Tuh khan, asalnya itu perayaan orang kafir, gak ada sangkut pautnya dengan islam, peringatan tahun baru (New Year Anniversary) itu merupakan syiar kaum kuffâr. Karena, tidaklah peringatan ini dirayakan, melainkan ia satu paket dengan peringatan natal (christmas). Kita sering lihat dan mendengar, bahwa tahni`ah (ucapan selamat) kaum Nasrani adalah : “Marry Christmas and Happy New Year”, “Selamat Natal dan Tahun Baru”. Namun, tunggu dulu. Tidak itu saja… Ternyata kaum pagan Persia yang beragama Majusî (penyembah api), menjadikan tanggal 1 Januari sebagai hari raya mereka yang dikenal dengan hari Nairuz atau Nurus.

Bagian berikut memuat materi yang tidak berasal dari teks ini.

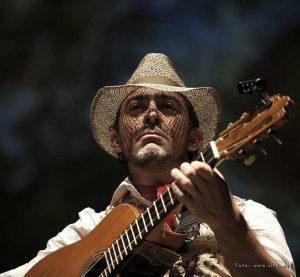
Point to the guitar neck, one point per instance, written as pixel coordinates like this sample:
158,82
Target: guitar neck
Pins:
137,231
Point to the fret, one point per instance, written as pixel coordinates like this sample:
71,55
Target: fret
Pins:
202,157
111,259
157,213
124,247
151,220
107,262
146,228
129,241
116,256
137,224
171,198
134,238
120,252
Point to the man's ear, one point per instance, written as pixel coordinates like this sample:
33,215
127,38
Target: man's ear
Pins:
115,141
195,139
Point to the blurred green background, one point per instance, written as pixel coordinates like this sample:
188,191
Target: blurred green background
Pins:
55,55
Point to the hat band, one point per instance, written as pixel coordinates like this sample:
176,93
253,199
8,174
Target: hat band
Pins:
156,80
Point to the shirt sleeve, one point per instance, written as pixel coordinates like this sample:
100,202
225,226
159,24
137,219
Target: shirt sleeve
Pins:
264,224
88,219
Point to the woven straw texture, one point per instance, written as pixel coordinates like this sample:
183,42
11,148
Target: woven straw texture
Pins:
157,70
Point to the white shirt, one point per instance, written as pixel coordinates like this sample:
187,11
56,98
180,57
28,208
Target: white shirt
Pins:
260,219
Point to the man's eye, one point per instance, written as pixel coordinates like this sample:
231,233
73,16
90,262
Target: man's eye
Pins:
134,107
169,105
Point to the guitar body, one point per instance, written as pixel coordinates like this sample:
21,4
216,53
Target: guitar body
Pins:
75,259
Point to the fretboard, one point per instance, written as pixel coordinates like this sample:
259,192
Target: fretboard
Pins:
137,231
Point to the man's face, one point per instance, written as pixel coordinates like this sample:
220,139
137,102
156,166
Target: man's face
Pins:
153,127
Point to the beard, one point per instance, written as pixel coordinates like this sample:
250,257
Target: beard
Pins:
151,154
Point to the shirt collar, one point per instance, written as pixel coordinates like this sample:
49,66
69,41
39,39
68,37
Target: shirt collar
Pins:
123,188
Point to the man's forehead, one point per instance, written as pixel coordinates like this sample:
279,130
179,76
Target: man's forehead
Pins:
142,93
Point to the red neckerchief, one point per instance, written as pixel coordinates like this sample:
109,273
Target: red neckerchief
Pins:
159,190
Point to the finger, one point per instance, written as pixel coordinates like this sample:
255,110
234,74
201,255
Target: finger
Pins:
183,197
190,172
204,170
183,182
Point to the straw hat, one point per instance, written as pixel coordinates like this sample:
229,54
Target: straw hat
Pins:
157,72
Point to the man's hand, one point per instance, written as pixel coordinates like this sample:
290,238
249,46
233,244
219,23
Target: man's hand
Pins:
205,193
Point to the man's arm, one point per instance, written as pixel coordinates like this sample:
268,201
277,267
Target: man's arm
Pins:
207,196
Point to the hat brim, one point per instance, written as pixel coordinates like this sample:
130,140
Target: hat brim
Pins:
108,99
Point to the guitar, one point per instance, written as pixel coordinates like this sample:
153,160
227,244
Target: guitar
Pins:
107,250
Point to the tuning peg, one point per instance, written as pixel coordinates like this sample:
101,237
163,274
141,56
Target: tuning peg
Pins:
274,136
258,144
248,159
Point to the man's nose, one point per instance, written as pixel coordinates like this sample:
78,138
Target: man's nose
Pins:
152,116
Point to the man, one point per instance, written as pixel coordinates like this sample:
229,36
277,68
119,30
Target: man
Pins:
157,126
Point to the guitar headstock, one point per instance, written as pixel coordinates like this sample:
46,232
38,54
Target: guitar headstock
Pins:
246,133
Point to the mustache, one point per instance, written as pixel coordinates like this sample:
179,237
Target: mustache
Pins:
151,128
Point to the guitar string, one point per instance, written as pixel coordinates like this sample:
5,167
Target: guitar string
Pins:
144,230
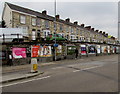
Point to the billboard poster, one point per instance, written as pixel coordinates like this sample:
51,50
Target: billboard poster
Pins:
59,50
91,49
108,47
71,50
83,50
45,51
19,52
35,50
104,49
98,49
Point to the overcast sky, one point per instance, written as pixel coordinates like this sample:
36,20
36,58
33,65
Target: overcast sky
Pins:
100,15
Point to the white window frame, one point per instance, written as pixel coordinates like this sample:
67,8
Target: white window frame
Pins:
34,21
22,19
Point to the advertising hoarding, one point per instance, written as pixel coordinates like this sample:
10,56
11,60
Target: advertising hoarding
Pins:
91,49
83,50
19,52
104,49
35,50
108,49
98,49
45,51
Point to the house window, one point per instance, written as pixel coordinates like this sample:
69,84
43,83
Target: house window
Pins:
38,22
71,30
22,19
33,21
76,31
46,24
55,28
61,27
38,33
67,29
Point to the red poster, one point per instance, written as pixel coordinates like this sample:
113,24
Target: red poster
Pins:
35,50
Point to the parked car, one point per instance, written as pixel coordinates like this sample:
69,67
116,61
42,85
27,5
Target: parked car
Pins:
58,37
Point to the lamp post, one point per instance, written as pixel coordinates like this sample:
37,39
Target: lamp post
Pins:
55,26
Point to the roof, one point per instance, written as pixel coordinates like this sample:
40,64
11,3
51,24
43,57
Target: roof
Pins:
36,13
29,11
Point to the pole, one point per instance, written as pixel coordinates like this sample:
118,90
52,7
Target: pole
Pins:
55,25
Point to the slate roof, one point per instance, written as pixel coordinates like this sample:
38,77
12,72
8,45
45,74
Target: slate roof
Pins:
36,13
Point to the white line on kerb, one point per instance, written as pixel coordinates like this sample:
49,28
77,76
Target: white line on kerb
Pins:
57,68
76,70
87,68
26,81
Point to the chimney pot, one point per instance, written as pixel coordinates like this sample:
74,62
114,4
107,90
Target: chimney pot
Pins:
75,23
67,20
57,16
82,25
44,12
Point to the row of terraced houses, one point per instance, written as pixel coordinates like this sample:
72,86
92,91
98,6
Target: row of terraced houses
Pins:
41,24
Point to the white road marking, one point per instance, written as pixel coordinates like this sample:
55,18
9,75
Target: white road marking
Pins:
91,68
76,70
58,68
26,81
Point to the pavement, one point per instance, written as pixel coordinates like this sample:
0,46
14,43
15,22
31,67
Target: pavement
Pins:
93,74
13,73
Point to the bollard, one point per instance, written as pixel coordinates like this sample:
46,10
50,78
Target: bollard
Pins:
34,65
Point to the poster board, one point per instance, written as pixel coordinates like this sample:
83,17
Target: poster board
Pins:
45,51
19,52
35,50
83,49
98,49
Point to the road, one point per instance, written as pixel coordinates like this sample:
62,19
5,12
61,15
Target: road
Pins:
82,75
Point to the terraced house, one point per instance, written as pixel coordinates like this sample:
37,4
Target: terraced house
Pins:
39,25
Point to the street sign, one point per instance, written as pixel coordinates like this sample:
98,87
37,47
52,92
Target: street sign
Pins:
34,65
55,45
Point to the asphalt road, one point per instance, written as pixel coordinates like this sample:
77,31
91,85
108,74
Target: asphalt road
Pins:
94,75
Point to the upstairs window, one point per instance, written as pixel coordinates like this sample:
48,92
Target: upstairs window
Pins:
22,19
33,21
47,24
61,27
71,30
38,22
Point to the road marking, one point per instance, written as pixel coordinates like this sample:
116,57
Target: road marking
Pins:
91,68
26,81
87,68
58,68
76,70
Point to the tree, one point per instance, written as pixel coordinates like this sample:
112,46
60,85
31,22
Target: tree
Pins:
2,24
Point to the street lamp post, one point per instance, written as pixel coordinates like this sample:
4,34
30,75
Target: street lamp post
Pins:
55,26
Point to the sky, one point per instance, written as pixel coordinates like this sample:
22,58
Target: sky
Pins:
102,16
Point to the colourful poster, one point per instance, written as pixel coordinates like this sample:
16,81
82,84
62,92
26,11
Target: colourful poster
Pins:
19,52
91,49
59,50
35,51
108,47
83,50
98,49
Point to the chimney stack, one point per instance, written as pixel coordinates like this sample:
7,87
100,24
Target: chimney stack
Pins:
57,16
100,32
103,33
97,30
67,20
82,25
88,27
92,29
44,12
75,23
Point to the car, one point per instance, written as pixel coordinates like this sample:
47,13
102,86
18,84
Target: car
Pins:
58,37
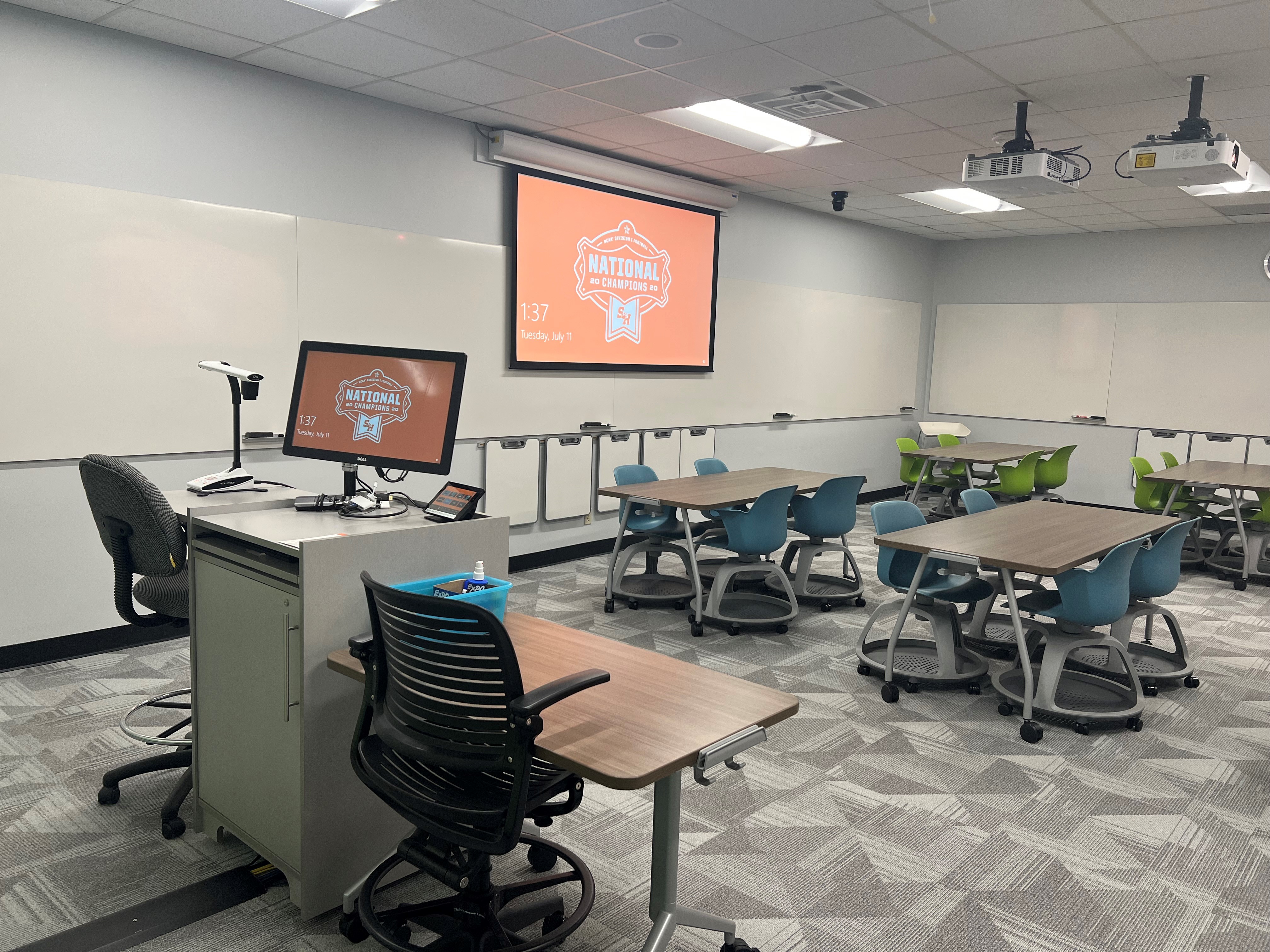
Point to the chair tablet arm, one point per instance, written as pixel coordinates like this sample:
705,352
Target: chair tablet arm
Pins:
360,647
535,702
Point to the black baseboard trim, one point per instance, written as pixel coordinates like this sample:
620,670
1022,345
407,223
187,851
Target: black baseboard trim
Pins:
155,917
87,643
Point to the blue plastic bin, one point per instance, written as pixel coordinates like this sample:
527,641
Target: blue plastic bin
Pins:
492,600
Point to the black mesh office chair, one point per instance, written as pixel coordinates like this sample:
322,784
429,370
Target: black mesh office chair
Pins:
453,753
144,537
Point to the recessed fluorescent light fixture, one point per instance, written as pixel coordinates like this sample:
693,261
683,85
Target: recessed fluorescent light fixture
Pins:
1258,181
963,201
743,126
341,8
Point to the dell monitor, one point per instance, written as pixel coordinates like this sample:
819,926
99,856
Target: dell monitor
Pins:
383,407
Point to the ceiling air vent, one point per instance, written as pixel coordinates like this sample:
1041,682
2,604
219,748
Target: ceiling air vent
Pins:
812,101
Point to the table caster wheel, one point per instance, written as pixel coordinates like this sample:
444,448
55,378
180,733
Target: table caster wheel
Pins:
351,927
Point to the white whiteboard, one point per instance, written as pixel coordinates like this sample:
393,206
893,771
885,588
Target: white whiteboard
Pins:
1030,362
110,301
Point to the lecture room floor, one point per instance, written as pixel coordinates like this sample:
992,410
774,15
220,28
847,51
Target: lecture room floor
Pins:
859,825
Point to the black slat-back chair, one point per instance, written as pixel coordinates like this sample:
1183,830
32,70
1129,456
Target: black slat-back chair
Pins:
445,737
144,537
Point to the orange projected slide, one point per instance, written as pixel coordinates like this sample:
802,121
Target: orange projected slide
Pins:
608,281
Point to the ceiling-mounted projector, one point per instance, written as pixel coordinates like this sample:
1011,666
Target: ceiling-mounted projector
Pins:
1021,171
1191,155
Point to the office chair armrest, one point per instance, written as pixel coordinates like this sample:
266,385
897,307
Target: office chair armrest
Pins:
535,702
360,647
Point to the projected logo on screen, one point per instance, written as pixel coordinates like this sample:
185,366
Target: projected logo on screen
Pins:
373,402
625,276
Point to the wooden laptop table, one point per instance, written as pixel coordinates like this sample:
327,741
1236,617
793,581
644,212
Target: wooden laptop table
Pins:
651,722
1211,474
1041,537
701,493
968,454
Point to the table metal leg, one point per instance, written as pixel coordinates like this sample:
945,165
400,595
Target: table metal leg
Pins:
903,616
1008,578
663,905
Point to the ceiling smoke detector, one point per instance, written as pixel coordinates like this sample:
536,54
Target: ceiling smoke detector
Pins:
812,101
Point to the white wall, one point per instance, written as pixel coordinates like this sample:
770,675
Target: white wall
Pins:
101,107
1216,263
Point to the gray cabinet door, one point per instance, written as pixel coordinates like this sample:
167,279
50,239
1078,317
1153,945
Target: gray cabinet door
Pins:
249,732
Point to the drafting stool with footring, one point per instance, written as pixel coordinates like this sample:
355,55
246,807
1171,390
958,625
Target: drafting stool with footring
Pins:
144,537
451,751
941,659
830,513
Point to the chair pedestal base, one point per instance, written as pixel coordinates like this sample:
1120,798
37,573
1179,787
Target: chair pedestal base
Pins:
939,660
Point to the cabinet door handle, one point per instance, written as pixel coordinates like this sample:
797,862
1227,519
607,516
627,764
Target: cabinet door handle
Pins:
288,704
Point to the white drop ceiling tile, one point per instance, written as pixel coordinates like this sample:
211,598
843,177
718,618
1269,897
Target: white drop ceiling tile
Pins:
1131,84
798,178
557,61
74,9
1067,55
561,108
359,48
699,37
497,118
298,65
646,92
564,14
830,155
636,131
1226,30
859,48
1131,116
472,82
973,25
778,21
409,96
971,108
459,27
751,166
698,149
263,21
752,69
870,124
169,31
933,143
1225,71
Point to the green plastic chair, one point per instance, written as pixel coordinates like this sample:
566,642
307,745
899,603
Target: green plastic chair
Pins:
1051,474
1018,480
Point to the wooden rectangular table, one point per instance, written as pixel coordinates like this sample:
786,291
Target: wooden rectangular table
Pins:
1041,537
701,493
1212,474
968,454
648,724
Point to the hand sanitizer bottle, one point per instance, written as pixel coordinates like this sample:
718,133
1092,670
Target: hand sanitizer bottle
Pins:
478,579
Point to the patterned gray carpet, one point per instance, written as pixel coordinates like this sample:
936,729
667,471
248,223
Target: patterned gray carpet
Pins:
921,825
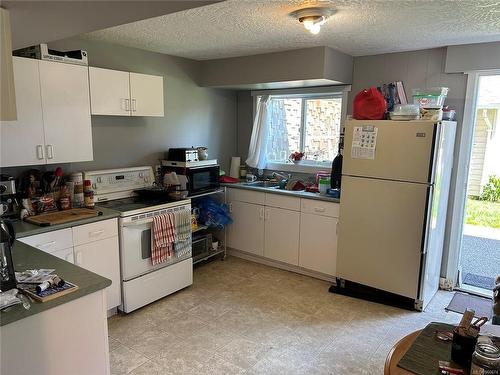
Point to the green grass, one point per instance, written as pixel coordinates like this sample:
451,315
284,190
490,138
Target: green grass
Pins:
484,213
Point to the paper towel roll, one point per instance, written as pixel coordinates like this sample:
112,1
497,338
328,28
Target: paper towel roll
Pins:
234,171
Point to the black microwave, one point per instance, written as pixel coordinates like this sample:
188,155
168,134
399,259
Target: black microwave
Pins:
200,179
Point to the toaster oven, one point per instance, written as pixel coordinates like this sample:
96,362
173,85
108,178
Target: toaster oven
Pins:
183,154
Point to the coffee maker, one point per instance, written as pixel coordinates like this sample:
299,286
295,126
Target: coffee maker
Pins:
7,275
9,206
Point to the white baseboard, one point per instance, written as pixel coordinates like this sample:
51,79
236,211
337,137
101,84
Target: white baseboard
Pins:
280,265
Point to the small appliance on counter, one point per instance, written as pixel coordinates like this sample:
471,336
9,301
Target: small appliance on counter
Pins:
42,52
142,282
202,176
9,206
7,275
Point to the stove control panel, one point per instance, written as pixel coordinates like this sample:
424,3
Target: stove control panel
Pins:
116,183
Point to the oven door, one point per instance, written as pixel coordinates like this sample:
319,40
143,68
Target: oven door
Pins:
135,249
203,179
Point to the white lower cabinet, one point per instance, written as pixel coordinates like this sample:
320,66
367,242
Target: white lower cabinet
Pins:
282,235
296,231
93,246
318,243
102,257
247,231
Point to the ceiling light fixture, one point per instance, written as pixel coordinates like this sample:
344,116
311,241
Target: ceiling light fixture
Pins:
313,18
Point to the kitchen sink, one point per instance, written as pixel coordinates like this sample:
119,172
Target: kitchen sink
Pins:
264,184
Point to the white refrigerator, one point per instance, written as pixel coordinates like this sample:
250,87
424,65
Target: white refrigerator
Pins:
395,184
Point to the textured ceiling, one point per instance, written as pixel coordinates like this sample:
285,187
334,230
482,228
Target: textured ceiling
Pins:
360,27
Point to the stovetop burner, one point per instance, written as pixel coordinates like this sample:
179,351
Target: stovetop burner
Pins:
133,203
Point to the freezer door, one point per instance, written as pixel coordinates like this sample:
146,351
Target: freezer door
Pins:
381,234
436,221
403,151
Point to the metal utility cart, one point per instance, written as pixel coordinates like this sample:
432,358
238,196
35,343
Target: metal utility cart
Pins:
205,233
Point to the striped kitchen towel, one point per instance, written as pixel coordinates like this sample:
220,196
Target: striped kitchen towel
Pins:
163,238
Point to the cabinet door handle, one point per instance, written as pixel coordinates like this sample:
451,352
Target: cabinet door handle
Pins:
96,233
39,152
78,258
50,151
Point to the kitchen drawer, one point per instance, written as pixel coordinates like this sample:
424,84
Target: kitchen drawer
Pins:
83,234
281,201
51,241
248,196
313,206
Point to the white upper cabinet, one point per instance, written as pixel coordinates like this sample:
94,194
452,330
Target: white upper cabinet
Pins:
146,95
281,240
66,112
110,92
53,108
118,93
22,141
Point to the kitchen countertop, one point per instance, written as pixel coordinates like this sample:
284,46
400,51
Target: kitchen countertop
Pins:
27,257
298,194
24,229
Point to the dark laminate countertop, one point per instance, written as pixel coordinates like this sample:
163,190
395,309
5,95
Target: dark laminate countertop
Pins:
298,194
24,229
27,257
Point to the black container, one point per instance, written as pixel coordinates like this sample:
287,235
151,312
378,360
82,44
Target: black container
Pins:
462,349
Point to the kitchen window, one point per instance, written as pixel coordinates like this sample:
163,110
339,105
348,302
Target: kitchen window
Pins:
305,122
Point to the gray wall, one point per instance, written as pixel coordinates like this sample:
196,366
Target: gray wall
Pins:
245,123
417,69
194,115
35,22
316,66
467,57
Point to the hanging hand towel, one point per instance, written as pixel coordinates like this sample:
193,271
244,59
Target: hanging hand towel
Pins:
163,238
182,233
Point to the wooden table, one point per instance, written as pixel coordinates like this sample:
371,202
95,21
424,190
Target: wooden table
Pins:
397,352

Penyebab mereka menjadikan hari tersebut sebagai hari raya adalah, ketika Raja mereka, ‘Tumarat’ wafat, ia digantikan oleh seorang yang bernama ‘Jamsyad’, yang ketika dia naik tahta ia merubah namanya menjadi ‘Nairuz’ pada awal tahun. ‘Nairuz’ sendiri berarti tahun baru. Kaum Majusî juga meyakini, bahwa pada tahun baru itulah, Tuhan menciptakan cahaya sehingga memiliki kedudukan tinggi.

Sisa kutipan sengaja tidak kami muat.